54sや75sのようなプレイアビリティの高いスーテッドコネクター(またはギャッパー)
複数のプレミアムハンドをブロックするAToのようなオフスーツのブロードウェイハンド
OOPで3ベットを受けた場合
OOPは最悪です。
最初に行動しなければならず、情報も少ないため、こちらの手のエクイティは少なくなります。
次のセクションでは、ポーカーラボのレンジを使ってCOのオープニングレンジと、それに対抗するボタンの3ベットのレンジを推定し、自分のレンジをどのように構築すべきかを見てみよう。
OOPでは、3ベットのフラットコールレンジのハンドを選択する際、より慎重にならなければならない。
つまり、IPからの3ベットに対してフラットコールする場合、スーテッドコネクター、スーテッドギャッパー、オフスーツブロードウェイハンドを少なくしてコールする必要があります。
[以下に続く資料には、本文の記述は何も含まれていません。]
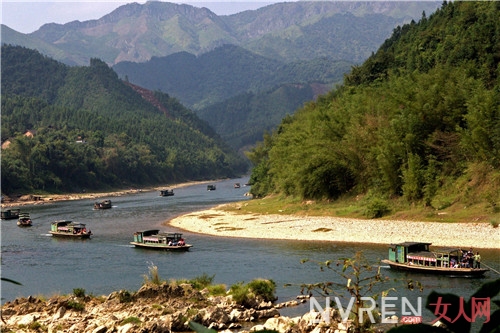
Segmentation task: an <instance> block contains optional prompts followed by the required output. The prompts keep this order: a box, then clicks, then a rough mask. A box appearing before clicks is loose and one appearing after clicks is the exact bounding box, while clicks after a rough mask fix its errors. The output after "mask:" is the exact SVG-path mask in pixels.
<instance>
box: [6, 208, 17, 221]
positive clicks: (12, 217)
mask: <svg viewBox="0 0 500 333" xmlns="http://www.w3.org/2000/svg"><path fill="white" fill-rule="evenodd" d="M20 211H21V210H20V209H6V210H2V220H12V219H18V218H19V213H20Z"/></svg>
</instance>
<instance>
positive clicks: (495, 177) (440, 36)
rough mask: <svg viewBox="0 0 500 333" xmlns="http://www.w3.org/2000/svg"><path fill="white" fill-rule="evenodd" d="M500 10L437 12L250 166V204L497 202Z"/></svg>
mask: <svg viewBox="0 0 500 333" xmlns="http://www.w3.org/2000/svg"><path fill="white" fill-rule="evenodd" d="M498 17H500V3H499V2H449V3H446V2H444V3H443V4H442V7H441V8H440V9H439V10H437V12H435V13H434V14H432V15H431V16H430V17H428V18H427V17H426V15H425V13H423V15H422V19H421V20H420V21H419V22H418V23H416V22H413V21H412V22H411V23H409V24H407V25H404V26H403V27H397V28H396V29H395V30H394V32H393V35H392V37H390V38H389V39H387V40H386V41H385V43H384V44H383V45H382V46H381V47H380V49H379V50H378V51H377V52H376V53H374V54H373V55H372V56H371V57H370V58H369V59H368V60H367V61H366V62H365V63H363V64H362V65H360V66H357V67H353V68H352V71H351V72H350V73H349V74H347V75H346V76H345V80H344V84H343V85H342V86H340V87H338V89H336V90H335V91H332V92H330V93H329V94H327V95H325V96H322V97H320V98H319V99H318V100H317V101H316V102H310V103H308V104H307V105H305V106H304V107H303V108H302V109H300V110H299V111H298V112H296V113H295V114H294V115H293V116H290V117H287V118H285V119H283V121H282V122H281V125H280V126H279V127H278V128H277V129H276V130H275V131H273V132H272V133H270V134H267V135H266V136H265V137H264V140H263V141H262V142H261V143H260V144H259V145H258V146H257V147H256V148H254V149H253V150H252V151H250V152H249V153H248V157H249V158H250V159H251V160H252V162H253V163H254V165H255V167H254V169H253V172H252V177H251V181H252V183H253V187H252V192H253V194H254V195H255V196H257V197H262V196H265V195H268V194H270V193H282V194H285V195H288V196H295V197H299V198H302V199H328V200H335V199H337V198H339V197H341V196H349V195H352V196H356V195H358V194H363V195H367V196H368V197H372V198H378V199H381V200H386V199H390V198H400V199H404V201H406V202H408V203H423V204H424V205H427V206H432V207H434V208H443V207H446V206H447V205H451V204H452V203H453V202H455V201H457V200H459V201H460V200H461V201H463V202H464V203H473V202H475V201H478V200H482V201H487V202H489V204H490V208H492V209H493V210H494V211H498V207H497V206H496V205H497V203H498V202H499V200H500V197H499V193H500V171H499V167H500V79H499V78H500V66H499V64H500V20H498Z"/></svg>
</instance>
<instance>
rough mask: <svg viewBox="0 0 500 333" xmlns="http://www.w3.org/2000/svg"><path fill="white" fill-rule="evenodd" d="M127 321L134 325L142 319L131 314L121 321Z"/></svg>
mask: <svg viewBox="0 0 500 333" xmlns="http://www.w3.org/2000/svg"><path fill="white" fill-rule="evenodd" d="M128 323H132V324H134V325H140V324H141V323H142V321H141V320H140V319H139V318H137V317H133V316H132V317H127V318H125V319H123V320H122V322H121V324H122V325H125V324H128Z"/></svg>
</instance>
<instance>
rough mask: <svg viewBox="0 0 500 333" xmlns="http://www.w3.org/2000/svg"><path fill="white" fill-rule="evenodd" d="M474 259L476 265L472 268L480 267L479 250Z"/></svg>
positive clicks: (479, 267)
mask: <svg viewBox="0 0 500 333" xmlns="http://www.w3.org/2000/svg"><path fill="white" fill-rule="evenodd" d="M474 260H475V261H476V267H474V268H481V255H480V254H479V252H476V255H475V256H474Z"/></svg>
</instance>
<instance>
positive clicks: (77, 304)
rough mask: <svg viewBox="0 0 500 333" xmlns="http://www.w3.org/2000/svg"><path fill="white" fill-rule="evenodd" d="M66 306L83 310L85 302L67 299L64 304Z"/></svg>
mask: <svg viewBox="0 0 500 333" xmlns="http://www.w3.org/2000/svg"><path fill="white" fill-rule="evenodd" d="M66 308H68V309H73V310H75V311H83V310H85V304H83V303H80V302H77V301H71V300H70V301H68V303H67V304H66Z"/></svg>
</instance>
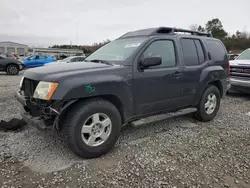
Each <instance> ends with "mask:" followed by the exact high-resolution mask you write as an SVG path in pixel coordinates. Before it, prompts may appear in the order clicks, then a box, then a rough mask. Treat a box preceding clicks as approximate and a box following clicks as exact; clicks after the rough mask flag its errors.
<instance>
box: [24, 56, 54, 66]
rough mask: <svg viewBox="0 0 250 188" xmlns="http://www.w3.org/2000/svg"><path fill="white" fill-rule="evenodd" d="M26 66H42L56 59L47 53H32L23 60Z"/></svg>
mask: <svg viewBox="0 0 250 188" xmlns="http://www.w3.org/2000/svg"><path fill="white" fill-rule="evenodd" d="M22 61H23V63H24V68H32V67H41V66H43V65H45V64H47V63H51V62H54V61H56V59H55V58H53V57H50V56H45V55H32V56H29V57H27V58H24V59H23V60H22Z"/></svg>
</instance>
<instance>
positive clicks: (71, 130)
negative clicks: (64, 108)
mask: <svg viewBox="0 0 250 188" xmlns="http://www.w3.org/2000/svg"><path fill="white" fill-rule="evenodd" d="M62 126H63V127H62V129H63V131H62V132H63V136H64V138H65V139H66V142H67V144H68V146H69V148H70V149H71V150H72V151H73V152H74V153H75V154H76V155H78V156H80V157H83V158H87V159H88V158H95V157H99V156H101V155H103V154H105V153H107V152H108V151H109V150H110V149H111V148H113V146H114V145H115V143H116V141H117V140H118V138H119V135H120V131H121V116H120V113H119V111H118V110H117V108H116V107H115V106H114V105H113V104H112V103H110V102H108V101H105V100H102V99H93V100H89V101H85V102H81V103H79V104H76V105H75V106H73V107H72V108H71V109H69V111H68V113H67V114H66V117H65V119H64V121H63V125H62Z"/></svg>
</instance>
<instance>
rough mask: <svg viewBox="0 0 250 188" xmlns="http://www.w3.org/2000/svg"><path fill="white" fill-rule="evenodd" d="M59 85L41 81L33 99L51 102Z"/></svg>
mask: <svg viewBox="0 0 250 188" xmlns="http://www.w3.org/2000/svg"><path fill="white" fill-rule="evenodd" d="M58 85H59V84H58V83H53V82H43V81H41V82H39V84H38V85H37V86H36V90H35V92H34V94H33V97H34V98H37V99H43V100H50V98H51V97H52V95H53V93H54V92H55V90H56V88H57V87H58Z"/></svg>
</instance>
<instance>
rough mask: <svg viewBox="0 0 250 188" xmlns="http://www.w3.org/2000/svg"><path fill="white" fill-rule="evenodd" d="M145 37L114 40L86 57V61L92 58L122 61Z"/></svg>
mask: <svg viewBox="0 0 250 188" xmlns="http://www.w3.org/2000/svg"><path fill="white" fill-rule="evenodd" d="M145 39H146V38H127V39H118V40H114V41H112V42H110V43H108V44H106V45H104V46H103V47H101V48H99V49H98V50H97V51H95V52H94V53H92V54H91V55H90V56H89V57H87V58H86V59H85V60H86V61H91V60H94V59H99V60H106V61H109V60H111V61H112V60H113V61H124V60H125V59H127V58H128V57H130V55H132V53H133V52H134V51H135V50H136V49H137V48H138V47H139V46H140V45H141V43H142V42H144V41H145Z"/></svg>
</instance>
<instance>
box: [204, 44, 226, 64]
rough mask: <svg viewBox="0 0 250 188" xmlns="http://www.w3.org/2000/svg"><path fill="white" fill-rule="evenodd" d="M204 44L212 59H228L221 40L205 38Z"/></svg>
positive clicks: (220, 60) (218, 60)
mask: <svg viewBox="0 0 250 188" xmlns="http://www.w3.org/2000/svg"><path fill="white" fill-rule="evenodd" d="M206 44H207V48H208V51H209V52H210V55H211V59H212V60H214V61H224V60H227V59H228V57H227V52H226V50H225V48H224V46H223V44H222V43H221V42H219V41H216V40H206Z"/></svg>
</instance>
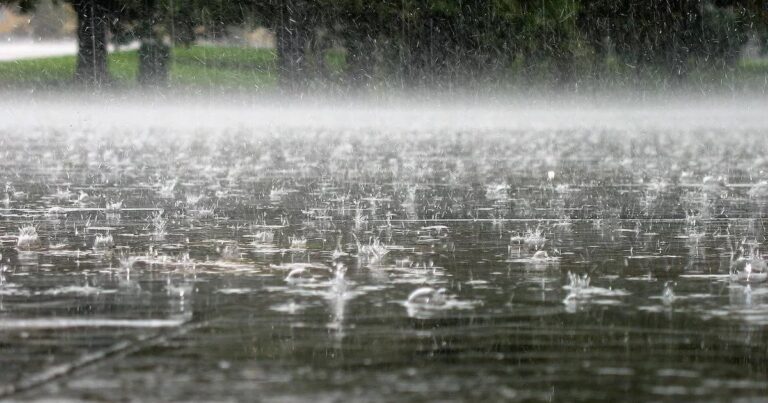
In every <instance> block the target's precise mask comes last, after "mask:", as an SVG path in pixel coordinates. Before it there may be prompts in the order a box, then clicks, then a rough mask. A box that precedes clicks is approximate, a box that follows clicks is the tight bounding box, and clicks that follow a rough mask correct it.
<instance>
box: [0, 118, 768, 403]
mask: <svg viewBox="0 0 768 403" xmlns="http://www.w3.org/2000/svg"><path fill="white" fill-rule="evenodd" d="M137 110H138V109H137ZM619 112H620V111H619ZM619 112H616V113H614V114H612V115H611V116H610V118H608V119H606V120H605V121H603V120H600V119H595V116H598V115H599V111H597V112H592V113H591V114H589V113H588V114H585V115H579V113H578V112H574V113H573V116H572V115H566V118H563V119H560V120H557V123H552V120H547V116H549V117H551V116H552V115H548V114H547V113H546V112H541V113H540V114H538V115H537V114H536V113H534V114H526V115H524V116H522V117H521V116H519V115H516V114H515V113H514V112H510V111H497V112H493V113H491V114H490V115H488V114H486V115H483V117H482V118H480V119H477V120H476V121H471V119H470V121H467V120H462V116H464V117H466V115H461V114H459V115H458V116H454V115H451V114H450V113H445V114H438V115H435V114H433V115H429V114H426V116H424V117H422V118H421V119H420V120H419V121H418V122H415V123H413V121H411V116H412V115H410V114H408V113H405V112H403V113H401V115H397V113H394V112H391V111H390V112H387V113H384V115H385V116H384V117H383V118H382V119H383V120H387V119H388V118H389V117H392V116H395V117H397V116H400V118H399V120H396V122H395V123H393V122H392V121H390V122H389V124H379V123H377V122H378V121H371V120H370V117H371V116H377V112H376V110H367V111H366V112H365V114H366V116H367V118H366V119H368V120H367V121H368V122H369V123H370V124H366V125H359V126H356V125H355V123H354V122H352V123H350V122H349V121H344V120H343V119H339V118H338V117H336V118H334V117H333V116H332V117H330V118H327V120H326V121H320V123H318V122H317V121H315V120H313V119H312V117H311V116H310V117H307V115H304V114H297V115H295V116H294V117H296V119H298V120H296V119H285V120H284V121H285V124H280V119H281V118H280V117H275V118H273V120H271V121H269V124H259V123H256V122H254V123H253V124H252V125H249V124H248V119H249V118H248V115H246V116H242V115H238V117H237V118H236V119H230V120H226V119H225V120H219V121H217V122H210V121H204V122H203V121H200V122H198V121H197V120H195V119H199V118H195V117H191V118H190V120H191V121H190V122H186V123H188V125H187V126H184V127H181V126H183V125H176V124H174V123H171V124H167V122H166V123H163V122H164V121H160V123H156V124H154V123H153V122H158V121H155V120H153V119H151V117H152V116H153V115H152V113H151V112H148V116H149V117H148V118H147V119H145V120H141V121H137V122H136V123H137V125H136V126H138V128H135V127H134V128H132V127H131V125H127V124H125V122H123V123H120V121H119V120H117V121H116V122H117V123H111V124H110V123H107V122H108V119H107V118H104V121H101V122H98V123H94V122H93V121H88V120H84V121H85V123H84V124H77V123H74V124H73V123H72V122H77V121H80V120H78V119H82V117H77V115H76V114H75V115H74V117H73V118H72V122H70V121H67V120H61V119H59V120H56V119H52V120H51V121H50V122H46V121H45V120H44V119H43V120H42V121H32V120H24V119H23V118H22V119H21V120H20V121H19V122H16V123H5V124H3V125H2V126H0V127H2V129H1V131H0V180H2V182H3V185H4V186H5V192H4V193H3V195H2V199H3V200H2V203H1V205H0V245H2V246H1V247H0V254H2V260H1V263H0V363H2V368H3V371H0V397H3V398H10V399H18V400H45V399H76V400H142V401H143V400H150V401H151V400H164V401H166V400H185V401H189V400H198V401H228V400H259V401H309V400H312V401H350V400H360V401H392V400H398V401H474V400H477V399H493V400H495V401H496V400H513V401H514V400H520V401H529V400H566V401H616V400H642V401H669V400H675V399H684V400H697V401H761V399H762V400H764V399H765V396H766V394H767V392H768V380H767V379H768V378H766V375H768V343H767V342H768V340H767V339H768V332H766V330H767V329H768V283H766V281H765V280H766V275H767V274H768V271H767V269H766V262H765V261H764V259H763V254H762V251H763V250H764V249H765V247H764V246H763V244H764V242H765V235H766V234H765V223H766V219H765V216H766V212H767V210H768V159H767V158H766V155H767V154H766V152H767V151H768V137H767V136H766V133H767V132H766V131H767V130H768V121H767V120H766V118H765V117H763V114H762V113H760V112H759V111H751V112H749V111H747V112H742V114H741V115H739V114H738V113H737V114H735V115H730V114H729V113H727V111H726V112H723V113H722V114H721V115H717V114H714V115H713V114H711V113H707V112H706V111H703V112H702V111H699V112H697V111H695V110H694V111H691V110H680V109H678V110H677V112H675V110H673V111H660V110H657V111H650V112H647V111H646V112H643V113H636V114H627V115H626V121H622V116H625V115H622V114H621V113H619ZM52 113H55V111H54V112H52ZM130 113H133V112H130V111H129V112H128V114H129V116H130ZM411 113H413V112H411ZM264 114H265V115H266V114H267V113H266V112H264ZM320 115H322V114H321V113H318V114H317V116H320ZM678 115H679V116H684V118H680V119H678V118H676V116H678ZM312 116H315V115H312ZM489 116H490V117H489ZM505 116H509V119H508V120H505ZM574 116H587V118H585V119H581V120H580V119H574V118H573V117H574ZM654 116H656V117H659V116H661V117H660V118H658V119H655V118H654ZM531 117H534V118H536V119H538V120H536V119H534V120H531V121H530V122H529V123H530V124H520V123H521V122H528V120H527V119H530V118H531ZM561 117H562V116H561ZM443 118H445V119H448V124H446V121H445V120H443ZM430 119H432V120H430ZM552 119H554V120H556V119H555V118H552ZM97 120H98V119H97ZM333 121H338V122H339V124H335V125H334V124H325V123H323V122H333ZM454 121H461V122H462V123H461V124H456V125H453V124H452V123H451V122H454ZM174 122H176V121H174ZM196 122H197V123H196ZM409 122H411V123H413V124H411V123H409ZM505 122H506V123H505ZM606 122H608V123H606ZM198 123H199V125H198ZM215 124H218V125H219V126H221V127H220V128H218V129H216V128H215ZM196 125H198V126H196ZM195 127H197V128H195ZM452 127H453V128H452Z"/></svg>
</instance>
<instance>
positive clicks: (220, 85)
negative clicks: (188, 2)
mask: <svg viewBox="0 0 768 403" xmlns="http://www.w3.org/2000/svg"><path fill="white" fill-rule="evenodd" d="M74 70H75V56H62V57H48V58H40V59H30V60H19V61H11V62H2V63H0V85H2V86H5V87H11V88H41V89H42V88H62V87H67V86H69V85H71V82H72V76H73V74H74ZM137 70H138V55H137V52H136V51H120V52H115V53H112V54H110V55H109V72H110V74H111V76H112V78H113V80H114V82H113V85H114V86H115V87H127V88H130V87H134V86H135V85H136V84H135V82H136V73H137ZM170 81H171V85H172V86H180V87H192V88H206V87H215V88H222V89H242V90H247V89H254V90H257V89H262V88H270V87H274V86H275V85H276V82H277V76H276V68H275V55H274V52H272V51H271V50H268V49H251V48H234V47H216V46H190V47H177V48H175V49H174V50H173V58H172V64H171V69H170Z"/></svg>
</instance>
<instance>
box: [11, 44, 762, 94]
mask: <svg viewBox="0 0 768 403" xmlns="http://www.w3.org/2000/svg"><path fill="white" fill-rule="evenodd" d="M323 57H324V65H325V67H326V72H325V75H326V79H327V80H328V81H329V82H331V83H333V82H341V80H343V77H344V76H343V69H344V65H345V59H346V57H345V53H344V52H343V51H339V50H332V51H329V52H326V53H325V54H324V55H323ZM309 63H310V65H312V64H319V63H318V62H317V61H311V60H310V61H309ZM74 67H75V57H74V56H66V57H50V58H42V59H33V60H20V61H12V62H0V88H3V87H5V88H22V89H29V88H32V89H49V88H52V89H56V88H62V87H67V86H71V83H72V76H73V74H74ZM521 69H522V67H521V66H510V71H509V74H508V75H507V76H508V77H507V76H505V78H502V79H501V80H502V82H500V83H499V84H500V86H501V87H504V84H505V83H506V84H507V86H509V87H510V88H515V86H516V83H518V82H520V83H522V84H521V85H523V86H525V85H528V86H531V85H533V86H534V87H535V84H536V83H548V82H553V80H554V77H556V76H555V74H554V73H552V71H550V70H552V66H544V65H542V66H536V69H535V71H533V73H535V74H533V75H531V73H532V72H531V71H527V70H526V71H521ZM576 69H577V70H579V71H575V72H574V76H575V77H576V78H577V80H578V81H579V84H580V86H583V88H591V87H594V88H596V89H598V88H603V89H611V88H625V87H635V88H646V89H661V90H664V89H669V88H671V87H674V86H675V85H677V84H675V83H674V82H672V81H671V80H669V79H668V78H665V77H666V76H665V75H664V74H661V73H660V74H656V73H654V72H653V70H652V69H649V70H646V71H644V72H638V71H636V70H635V69H634V68H633V67H631V66H625V65H622V64H620V63H616V62H615V61H614V62H612V61H610V60H608V61H607V62H606V65H605V68H604V71H603V73H602V74H603V76H601V77H600V78H599V79H598V78H597V77H592V76H591V74H592V73H590V72H589V71H590V70H589V69H591V67H590V66H587V67H584V66H580V65H579V66H576ZM109 70H110V75H111V76H112V78H113V83H114V87H116V88H134V87H136V86H137V84H136V74H137V70H138V57H137V53H136V51H122V52H115V53H112V54H110V55H109ZM580 70H584V71H580ZM579 77H583V79H579ZM678 84H679V83H678ZM682 84H683V85H684V86H685V87H687V88H693V89H696V90H701V91H703V90H707V91H708V90H717V89H718V88H725V89H753V90H754V89H758V90H759V89H762V91H766V89H768V61H766V60H750V61H742V62H739V63H738V64H737V65H736V66H734V67H733V68H728V69H725V70H723V69H717V68H714V67H707V66H706V65H703V66H699V67H695V68H692V69H691V72H690V74H688V76H687V77H686V78H685V79H684V82H683V83H682ZM170 85H171V86H172V87H173V88H177V89H192V90H199V89H206V90H208V89H210V90H217V91H219V90H221V91H229V90H236V91H237V90H242V91H252V90H258V89H271V88H275V87H276V86H277V63H276V56H275V53H274V51H273V50H270V49H254V48H240V47H226V46H202V45H196V46H190V47H176V48H175V49H173V56H172V59H171V69H170Z"/></svg>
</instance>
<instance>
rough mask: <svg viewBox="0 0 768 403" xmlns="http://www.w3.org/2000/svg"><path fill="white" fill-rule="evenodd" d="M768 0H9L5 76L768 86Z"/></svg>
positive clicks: (578, 87)
mask: <svg viewBox="0 0 768 403" xmlns="http://www.w3.org/2000/svg"><path fill="white" fill-rule="evenodd" d="M767 26H768V5H767V4H766V2H765V1H764V0H731V1H728V0H675V1H667V0H664V1H660V0H645V1H636V0H533V1H531V0H382V1H376V2H366V1H360V0H282V1H279V0H265V1H255V0H238V1H227V0H189V1H183V0H127V1H119V0H0V43H1V44H0V85H2V86H3V87H5V88H23V89H28V88H31V89H60V88H62V87H73V86H76V87H86V88H111V89H117V90H120V89H130V88H140V87H145V88H153V89H155V88H158V89H165V88H175V89H182V90H185V89H191V90H201V89H205V90H222V91H246V92H250V91H275V90H278V91H291V92H302V93H303V92H311V91H330V92H340V93H347V92H349V91H361V90H362V91H382V90H387V89H405V90H412V89H426V90H437V91H444V92H445V91H447V92H452V91H462V90H491V89H492V90H493V91H500V92H505V91H522V90H530V89H533V90H537V91H538V90H541V89H542V88H546V89H553V90H558V91H568V92H584V91H605V90H608V91H610V90H615V89H632V90H638V89H640V90H653V91H669V90H680V89H682V90H685V91H694V92H702V91H703V92H705V93H706V92H710V91H718V92H721V91H750V92H755V91H757V92H761V93H763V92H765V90H766V89H767V88H768V58H767V57H766V49H767V46H766V44H767V43H768V34H767V32H768V30H767V29H766V27H767Z"/></svg>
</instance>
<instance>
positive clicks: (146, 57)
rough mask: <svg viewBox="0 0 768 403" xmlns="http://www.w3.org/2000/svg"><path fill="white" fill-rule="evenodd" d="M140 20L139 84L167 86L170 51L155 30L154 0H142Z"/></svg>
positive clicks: (156, 2)
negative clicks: (141, 12)
mask: <svg viewBox="0 0 768 403" xmlns="http://www.w3.org/2000/svg"><path fill="white" fill-rule="evenodd" d="M142 5H143V7H142V8H143V10H142V12H143V13H144V15H143V17H142V20H143V21H142V22H141V31H140V36H141V45H140V47H139V73H138V77H137V78H138V81H139V84H141V85H144V86H157V87H161V86H167V85H168V70H169V67H170V66H169V63H168V62H169V60H170V58H171V52H170V48H169V47H168V45H166V44H165V43H163V40H162V37H161V36H160V35H158V34H157V33H156V31H155V22H156V21H157V20H158V19H159V18H158V4H157V1H156V0H144V2H143V4H142Z"/></svg>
いつものように、3ベットのサイジングと3ベッターの傾向に基づいて、これらのレンジを調整する準備をしておきましょう。
OOPからの4ベット
IPで3ベットに直面した場合と、OOPで3ベットに直面した場合の戦略上の大きな違いは、4ベットの有用性です。
SPRが小さいとポジションの価値が下がるので、ポジションの不利を軽減するため、OOPではより広いレンジを4ベットすることを検討できます。
その際、SPRが小さい状況で有効なハンドを使うことが重要です。
ミドル〜ハイポケットペアはその最も分かりやすい例です。
JJやTTのようなハンドは、IPで3ベットに直面したとき、フラットコールして最高のプレイをすることが多いが、OOPからの4ベットは(特にルーズな相手に対して)より魅力的になります。
他の手については、IPで4ベットに直面したときに使ったのと同じレンジを使うが、ポジションの不利を考慮して少しタイトにしましょう。
バリューベットと、エクイティをうまく維持するブラフ(A5s-A2s、76sなど)の両方でバランスの取れたレンジを構築することを忘れないように。
3ベットの前によく考えよう
3ベットへの適切な対応方法を知ることは、ポーカーにおいて非常に重要です。
バランスの取れたコンティニューレンジを構築していなければ、相手は私たちのオープンに対して執拗に3ベットをしてくるので、私たちのスタックは非常に苦しくなります。
3ベットに直面した時に考慮すべき3つの最も重要な点を覚えておきましょう。
3ベットをする相手の傾向。
レイズの大きさ。
私たちのハンドのエクイティを実現する能力。
3ベットに直面することはポーカーの複雑な側面であり、明確な解決策のない多くのマージナルな状況につながります。
とはいえ、マージナルな状況を利益に変える能力こそが、優秀なポーカープレイヤーと偉大なプレイヤーを分けるのです。